In some cases, bankruptcy is simply the wrong tool to use, and none of the  advantages will be realized. One such situation is that of the debtor whose  debts are fully secured by security interests or other liens on property that  cannot be impaired through bankruptcy and who does not have sufficient income  to remedy a default even with all of the help bankruptcy provides. Unless there  is some advantage to litigating in bankruptcy court, bankruptcy will not solve  this debtor’s basic problems. At most, it may discharge the debtor’s personal  liability for the debts and gain the advantage of the automatic stay for a  month or more. Although in some cases this could be worthwhile, in most it will  not ultimately benefit the debtor.

The problem of debtors in this predicament is often that their current expenses  exceed their income. Because bankruptcy (except for Chapter 13’s ability to  stretch out or reduce certain types of short-term expenses) basically deals  with assets and liabilities, it does not address this problem directly in most  cases.

The opposite situation can also sometimes cause problems. If a debtor has  substantial and valuable non-liened property that cannot be exempted, a  premature bankruptcy will generally hasten property loss rather than prevent  it.
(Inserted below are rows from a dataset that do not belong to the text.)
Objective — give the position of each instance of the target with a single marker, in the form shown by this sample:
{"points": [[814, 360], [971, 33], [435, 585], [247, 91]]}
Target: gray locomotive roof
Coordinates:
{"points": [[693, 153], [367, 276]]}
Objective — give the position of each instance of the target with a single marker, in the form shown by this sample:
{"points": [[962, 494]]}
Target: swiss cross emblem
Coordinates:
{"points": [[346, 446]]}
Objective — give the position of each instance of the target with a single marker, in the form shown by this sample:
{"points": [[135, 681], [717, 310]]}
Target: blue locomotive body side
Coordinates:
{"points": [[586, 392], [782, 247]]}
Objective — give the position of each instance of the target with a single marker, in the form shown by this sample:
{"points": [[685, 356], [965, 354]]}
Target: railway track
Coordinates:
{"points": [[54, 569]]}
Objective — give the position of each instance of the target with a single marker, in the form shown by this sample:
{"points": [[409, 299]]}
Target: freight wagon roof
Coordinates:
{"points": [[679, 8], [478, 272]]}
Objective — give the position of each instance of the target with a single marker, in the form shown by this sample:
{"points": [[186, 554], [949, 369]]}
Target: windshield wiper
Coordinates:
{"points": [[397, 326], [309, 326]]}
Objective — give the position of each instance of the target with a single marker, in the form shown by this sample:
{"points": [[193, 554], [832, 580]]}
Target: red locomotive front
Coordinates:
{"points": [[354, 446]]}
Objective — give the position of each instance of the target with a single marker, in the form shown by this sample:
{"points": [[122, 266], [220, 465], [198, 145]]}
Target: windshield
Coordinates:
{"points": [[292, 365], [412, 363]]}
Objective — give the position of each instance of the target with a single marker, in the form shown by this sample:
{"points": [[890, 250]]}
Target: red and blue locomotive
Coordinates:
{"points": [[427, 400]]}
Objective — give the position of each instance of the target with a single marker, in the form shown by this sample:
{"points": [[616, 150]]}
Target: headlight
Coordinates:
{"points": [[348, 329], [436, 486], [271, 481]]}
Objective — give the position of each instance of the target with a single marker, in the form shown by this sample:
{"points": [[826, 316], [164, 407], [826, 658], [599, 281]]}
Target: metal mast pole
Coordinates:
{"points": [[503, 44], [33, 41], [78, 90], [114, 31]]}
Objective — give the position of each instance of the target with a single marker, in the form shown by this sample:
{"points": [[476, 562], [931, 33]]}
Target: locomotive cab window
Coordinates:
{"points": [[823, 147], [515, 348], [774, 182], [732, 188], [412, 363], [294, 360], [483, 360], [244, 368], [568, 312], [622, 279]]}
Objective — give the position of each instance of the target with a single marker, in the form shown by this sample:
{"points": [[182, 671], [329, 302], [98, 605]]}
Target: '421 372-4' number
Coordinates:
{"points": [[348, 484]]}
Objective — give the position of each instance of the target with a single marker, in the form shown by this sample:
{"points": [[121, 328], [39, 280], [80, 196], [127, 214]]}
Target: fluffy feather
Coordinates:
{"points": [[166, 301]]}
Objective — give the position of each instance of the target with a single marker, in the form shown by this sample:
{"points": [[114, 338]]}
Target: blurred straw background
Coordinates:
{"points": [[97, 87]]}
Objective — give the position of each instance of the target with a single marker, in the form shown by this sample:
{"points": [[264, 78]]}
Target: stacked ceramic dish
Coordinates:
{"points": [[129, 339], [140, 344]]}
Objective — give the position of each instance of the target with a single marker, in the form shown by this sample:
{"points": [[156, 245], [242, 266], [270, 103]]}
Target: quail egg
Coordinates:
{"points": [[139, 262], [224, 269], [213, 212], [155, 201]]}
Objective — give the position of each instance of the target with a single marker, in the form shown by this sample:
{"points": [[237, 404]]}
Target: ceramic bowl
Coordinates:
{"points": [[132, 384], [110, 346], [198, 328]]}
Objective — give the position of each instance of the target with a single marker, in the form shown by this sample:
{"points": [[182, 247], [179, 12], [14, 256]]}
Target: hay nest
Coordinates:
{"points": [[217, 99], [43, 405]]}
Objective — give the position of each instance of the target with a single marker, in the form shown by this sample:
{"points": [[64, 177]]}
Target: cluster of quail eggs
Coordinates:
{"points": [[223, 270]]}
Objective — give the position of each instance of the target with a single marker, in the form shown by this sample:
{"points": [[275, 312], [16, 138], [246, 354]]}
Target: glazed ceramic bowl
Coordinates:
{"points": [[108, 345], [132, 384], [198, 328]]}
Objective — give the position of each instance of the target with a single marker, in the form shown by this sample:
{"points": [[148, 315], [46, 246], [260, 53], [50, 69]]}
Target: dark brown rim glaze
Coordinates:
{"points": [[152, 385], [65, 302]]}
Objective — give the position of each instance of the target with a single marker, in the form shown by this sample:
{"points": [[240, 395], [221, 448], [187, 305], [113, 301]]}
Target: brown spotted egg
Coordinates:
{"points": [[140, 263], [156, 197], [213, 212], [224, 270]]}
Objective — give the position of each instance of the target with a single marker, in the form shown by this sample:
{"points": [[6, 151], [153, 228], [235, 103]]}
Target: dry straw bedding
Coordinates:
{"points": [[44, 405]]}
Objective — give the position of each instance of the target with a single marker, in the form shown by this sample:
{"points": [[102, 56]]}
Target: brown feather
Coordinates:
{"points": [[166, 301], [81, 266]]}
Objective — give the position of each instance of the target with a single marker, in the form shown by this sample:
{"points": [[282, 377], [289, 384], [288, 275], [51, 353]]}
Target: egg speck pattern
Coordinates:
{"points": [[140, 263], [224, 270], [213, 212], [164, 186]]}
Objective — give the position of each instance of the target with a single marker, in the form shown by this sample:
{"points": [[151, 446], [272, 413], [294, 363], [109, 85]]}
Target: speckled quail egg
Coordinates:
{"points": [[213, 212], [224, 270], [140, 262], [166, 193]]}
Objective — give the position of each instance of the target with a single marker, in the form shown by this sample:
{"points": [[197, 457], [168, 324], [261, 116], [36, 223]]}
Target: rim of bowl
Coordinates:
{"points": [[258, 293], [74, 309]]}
Because unsecured creditors must sue the debtor to obtain judgment liens or  levies on the debtor’s property, loss of the property outside bankruptcy may be  quite slow. On the other hand, liquidation of nonexempt property generally  occurs quickly in the bankruptcy process. And, because unsecured creditors are  entitled to the present value of nonexempt property in Chapter 13, a case under  that chapter would be quite costly. In this situation, the best option is  probably to wait at least until execution on the property appears imminent,  unless the debtor can afford the necessary Chapter 13 case.
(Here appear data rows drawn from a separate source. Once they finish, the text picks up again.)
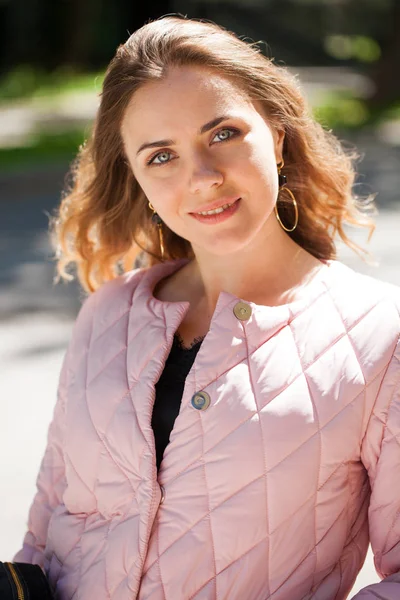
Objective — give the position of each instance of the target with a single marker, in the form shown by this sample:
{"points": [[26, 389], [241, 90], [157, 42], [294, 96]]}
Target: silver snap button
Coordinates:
{"points": [[201, 401], [242, 311]]}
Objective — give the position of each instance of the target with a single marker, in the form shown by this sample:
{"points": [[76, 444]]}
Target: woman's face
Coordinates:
{"points": [[196, 142]]}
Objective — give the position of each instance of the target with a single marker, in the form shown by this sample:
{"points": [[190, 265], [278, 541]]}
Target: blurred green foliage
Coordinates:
{"points": [[43, 148], [359, 47], [26, 81]]}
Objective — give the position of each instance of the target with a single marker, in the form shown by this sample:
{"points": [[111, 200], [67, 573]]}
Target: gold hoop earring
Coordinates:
{"points": [[282, 184], [158, 221]]}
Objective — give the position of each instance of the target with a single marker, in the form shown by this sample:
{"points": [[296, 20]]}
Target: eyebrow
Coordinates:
{"points": [[207, 127]]}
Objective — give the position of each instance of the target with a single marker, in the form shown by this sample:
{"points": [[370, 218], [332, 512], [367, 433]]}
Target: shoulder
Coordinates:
{"points": [[105, 307]]}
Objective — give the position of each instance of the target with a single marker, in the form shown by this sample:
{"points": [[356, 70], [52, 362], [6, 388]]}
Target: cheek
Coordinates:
{"points": [[163, 194]]}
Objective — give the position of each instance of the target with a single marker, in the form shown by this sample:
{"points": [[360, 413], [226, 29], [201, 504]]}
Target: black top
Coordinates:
{"points": [[169, 391]]}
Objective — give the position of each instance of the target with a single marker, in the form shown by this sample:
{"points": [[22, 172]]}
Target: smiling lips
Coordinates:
{"points": [[216, 207], [217, 213]]}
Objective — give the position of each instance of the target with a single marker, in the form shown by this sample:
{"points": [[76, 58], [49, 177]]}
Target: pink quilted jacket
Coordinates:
{"points": [[275, 478]]}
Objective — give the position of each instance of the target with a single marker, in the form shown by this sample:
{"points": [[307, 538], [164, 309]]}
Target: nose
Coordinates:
{"points": [[205, 175]]}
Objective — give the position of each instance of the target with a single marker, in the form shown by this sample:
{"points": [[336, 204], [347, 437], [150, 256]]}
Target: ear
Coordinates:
{"points": [[279, 138]]}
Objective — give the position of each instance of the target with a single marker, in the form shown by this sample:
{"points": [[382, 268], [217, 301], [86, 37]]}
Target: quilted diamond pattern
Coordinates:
{"points": [[273, 492]]}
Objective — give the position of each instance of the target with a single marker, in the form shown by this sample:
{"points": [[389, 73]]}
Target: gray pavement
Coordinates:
{"points": [[35, 326]]}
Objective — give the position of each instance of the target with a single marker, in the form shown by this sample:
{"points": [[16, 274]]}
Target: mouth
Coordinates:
{"points": [[216, 211], [218, 214]]}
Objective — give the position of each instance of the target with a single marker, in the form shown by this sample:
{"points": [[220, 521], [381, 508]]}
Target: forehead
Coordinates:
{"points": [[186, 97]]}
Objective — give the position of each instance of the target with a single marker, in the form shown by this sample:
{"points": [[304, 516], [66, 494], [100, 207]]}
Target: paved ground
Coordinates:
{"points": [[35, 325]]}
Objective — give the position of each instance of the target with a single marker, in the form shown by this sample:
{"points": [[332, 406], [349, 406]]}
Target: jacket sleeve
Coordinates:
{"points": [[50, 482], [381, 457]]}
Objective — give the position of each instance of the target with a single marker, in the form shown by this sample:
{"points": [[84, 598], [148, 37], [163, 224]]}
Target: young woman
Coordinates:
{"points": [[228, 419]]}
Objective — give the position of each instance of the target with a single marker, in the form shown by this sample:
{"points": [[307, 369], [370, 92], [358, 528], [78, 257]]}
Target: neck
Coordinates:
{"points": [[271, 273]]}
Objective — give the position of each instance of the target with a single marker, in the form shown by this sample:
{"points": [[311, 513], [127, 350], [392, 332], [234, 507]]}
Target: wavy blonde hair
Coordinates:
{"points": [[103, 222]]}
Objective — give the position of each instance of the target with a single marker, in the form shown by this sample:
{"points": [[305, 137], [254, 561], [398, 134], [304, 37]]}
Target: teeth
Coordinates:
{"points": [[216, 211]]}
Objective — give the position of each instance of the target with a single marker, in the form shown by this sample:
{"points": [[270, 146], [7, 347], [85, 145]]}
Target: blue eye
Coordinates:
{"points": [[225, 134], [161, 156]]}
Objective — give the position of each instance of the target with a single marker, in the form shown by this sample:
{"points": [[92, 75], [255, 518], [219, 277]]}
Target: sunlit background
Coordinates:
{"points": [[52, 60]]}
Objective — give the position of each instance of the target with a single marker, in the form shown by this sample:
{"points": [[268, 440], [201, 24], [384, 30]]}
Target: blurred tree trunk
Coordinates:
{"points": [[22, 43], [386, 77], [81, 20]]}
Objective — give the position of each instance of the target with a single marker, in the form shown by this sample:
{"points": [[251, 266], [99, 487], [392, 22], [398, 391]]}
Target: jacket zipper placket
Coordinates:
{"points": [[18, 585]]}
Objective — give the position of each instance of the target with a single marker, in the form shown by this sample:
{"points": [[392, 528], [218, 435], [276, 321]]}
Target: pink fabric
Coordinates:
{"points": [[268, 491]]}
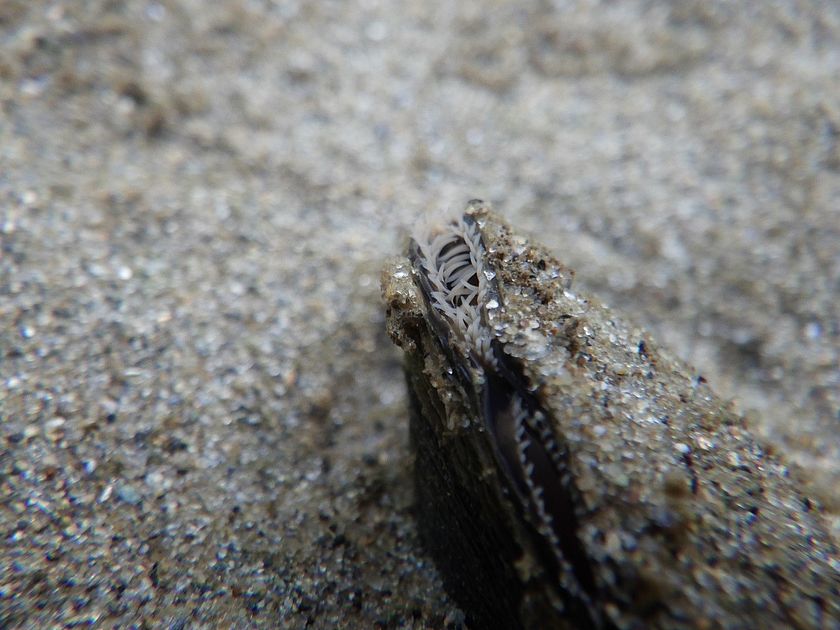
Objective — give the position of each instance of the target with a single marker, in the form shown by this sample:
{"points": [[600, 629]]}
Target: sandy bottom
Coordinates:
{"points": [[203, 421]]}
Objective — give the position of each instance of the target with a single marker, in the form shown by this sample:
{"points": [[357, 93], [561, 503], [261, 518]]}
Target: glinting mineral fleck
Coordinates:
{"points": [[572, 474]]}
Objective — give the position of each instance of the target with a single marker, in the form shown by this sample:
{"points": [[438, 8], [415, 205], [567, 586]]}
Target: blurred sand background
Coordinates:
{"points": [[203, 422]]}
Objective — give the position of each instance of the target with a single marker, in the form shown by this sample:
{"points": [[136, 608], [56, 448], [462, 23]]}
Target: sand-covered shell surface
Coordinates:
{"points": [[572, 474]]}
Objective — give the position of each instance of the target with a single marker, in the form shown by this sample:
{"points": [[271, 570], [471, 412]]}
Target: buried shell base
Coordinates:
{"points": [[570, 473]]}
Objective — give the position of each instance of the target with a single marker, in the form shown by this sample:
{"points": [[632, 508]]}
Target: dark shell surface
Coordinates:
{"points": [[578, 476]]}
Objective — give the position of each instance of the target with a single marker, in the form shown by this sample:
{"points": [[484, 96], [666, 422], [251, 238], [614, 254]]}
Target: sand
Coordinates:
{"points": [[203, 421]]}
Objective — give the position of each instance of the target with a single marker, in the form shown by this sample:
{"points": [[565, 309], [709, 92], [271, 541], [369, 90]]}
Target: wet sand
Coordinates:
{"points": [[203, 421]]}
Some debtors may be barred altogether from filing a bankruptcy for some period  of time. An individual cannot file if he or she had a previous bankruptcy case  dismissed in the past 180 days and the dismissal was (1) for willful failure to  abide by court orders or to appear in court in proper prosecution of the case  or (2) a voluntary dismissal following a request for relief from the automatic  stay of section 362 of the Code.

Finally, some debtors may stand to gain little from a Chapter 7 bankruptcy  because they cannot receive a discharge due to a prior bankruptcy. For these  people, the prospect is somewhat brighter. In most cases, a Chapter 13 case can  still provide significant relief.